Clustering cosine similarity matrix

python math scikit-learn cluster-analysis data-mining

21,483

You can easily do this using spectral clustering. You can use the ready implementations such as the one in sklearn or implement it yourself. It is rather an easy algorithm.

Here is a piece of code doing it in python using sklearn:

import numpy as np
from sklearn.cluster import SpectralClustering
mat = np.matrix([[1.,.1,.6,.4],[.1,1.,.1,.2],[.6,.1,1.,.7],[.4,.2,.7,1.]])
SpectralClustering(2).fit_predict(mat)
>>> array([0, 1, 0, 0], dtype=int32)

As you can see it returns the clustering you have mentioned.

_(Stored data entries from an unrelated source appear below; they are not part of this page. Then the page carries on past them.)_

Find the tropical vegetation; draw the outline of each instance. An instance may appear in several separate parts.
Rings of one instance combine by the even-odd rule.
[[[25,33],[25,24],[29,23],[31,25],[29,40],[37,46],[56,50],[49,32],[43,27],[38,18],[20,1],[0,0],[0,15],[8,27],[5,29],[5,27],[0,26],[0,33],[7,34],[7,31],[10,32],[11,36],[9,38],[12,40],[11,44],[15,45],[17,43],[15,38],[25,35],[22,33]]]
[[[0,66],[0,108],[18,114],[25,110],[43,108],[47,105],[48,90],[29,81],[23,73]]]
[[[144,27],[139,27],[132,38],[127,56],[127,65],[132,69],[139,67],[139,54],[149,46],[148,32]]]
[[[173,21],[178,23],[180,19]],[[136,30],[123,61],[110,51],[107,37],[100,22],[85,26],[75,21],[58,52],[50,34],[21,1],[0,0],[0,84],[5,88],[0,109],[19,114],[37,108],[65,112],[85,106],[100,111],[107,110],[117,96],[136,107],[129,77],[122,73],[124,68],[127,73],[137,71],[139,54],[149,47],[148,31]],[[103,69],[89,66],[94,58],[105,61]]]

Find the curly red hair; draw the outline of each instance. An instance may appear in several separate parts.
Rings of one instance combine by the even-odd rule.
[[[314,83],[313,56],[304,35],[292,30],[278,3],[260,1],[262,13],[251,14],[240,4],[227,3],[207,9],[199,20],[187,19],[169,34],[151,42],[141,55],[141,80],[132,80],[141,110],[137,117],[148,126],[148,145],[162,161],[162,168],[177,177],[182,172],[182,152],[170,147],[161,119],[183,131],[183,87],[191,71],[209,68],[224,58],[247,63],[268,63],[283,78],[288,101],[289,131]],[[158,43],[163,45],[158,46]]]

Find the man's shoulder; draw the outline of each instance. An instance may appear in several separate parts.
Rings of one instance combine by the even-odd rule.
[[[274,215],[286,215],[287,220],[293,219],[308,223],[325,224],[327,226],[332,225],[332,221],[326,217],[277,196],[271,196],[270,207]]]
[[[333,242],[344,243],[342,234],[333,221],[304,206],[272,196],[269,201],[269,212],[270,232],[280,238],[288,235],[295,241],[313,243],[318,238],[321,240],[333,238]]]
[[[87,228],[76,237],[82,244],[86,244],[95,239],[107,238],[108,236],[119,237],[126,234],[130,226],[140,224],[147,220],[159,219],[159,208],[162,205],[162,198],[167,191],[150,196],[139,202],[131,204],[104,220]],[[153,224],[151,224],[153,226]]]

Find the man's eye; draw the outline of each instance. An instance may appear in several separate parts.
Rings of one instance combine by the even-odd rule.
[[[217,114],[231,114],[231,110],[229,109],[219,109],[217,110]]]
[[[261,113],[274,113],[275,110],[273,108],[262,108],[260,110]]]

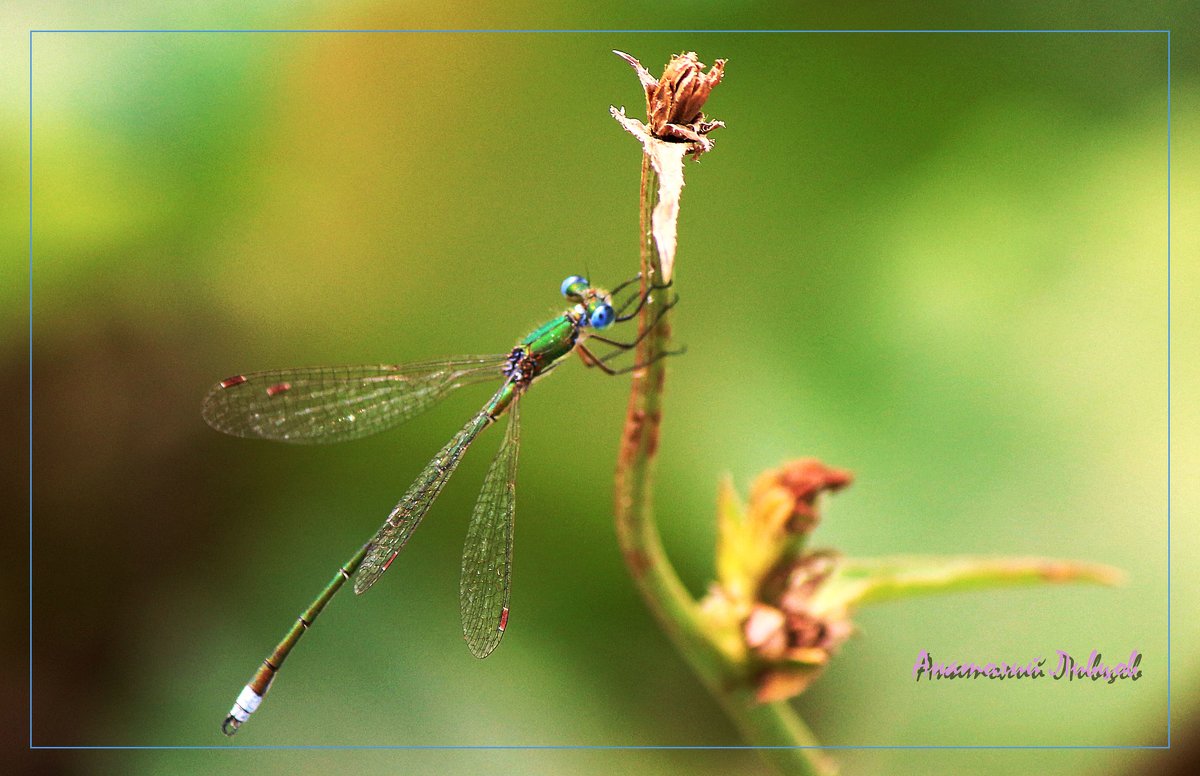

The algorithm takes the top k eigenvectors of the input matrix corresponding to the largest eigenvalues, then runs the k-mean algorithm on the new matrix. Here is a simple code that does this for your matrix:

from sklearn.cluster import KMeans
eigen_values, eigen_vectors = np.linalg.eigh(mat)
KMeans(n_clusters=2, init='k-means++').fit_predict(eigen_vectors[:, 2:4])
>>> array([0, 1, 0, 0], dtype=int32)

Note that the implementation of the algorithm in the sklearn library may differ from mine. The example I gave is the simplest way of doing it. There are some good tutorial available online describing the spectral clustering algorithm in depth.

For the cases you want the algorithm to figure out the number of clusters by itself, you can use Density Based Clustering Algorithms like DBSCAN:

from sklearn.cluster import DBSCAN
DBSCAN(min_samples=1).fit_predict(mat)
array([0, 1, 2, 2])

21,483

Author by

Stefan D

Updated on August 22, 2020

Comments

Stefan D over 3 years
A few questions on stackoverflow mention this problem, but I haven't found a concrete solution.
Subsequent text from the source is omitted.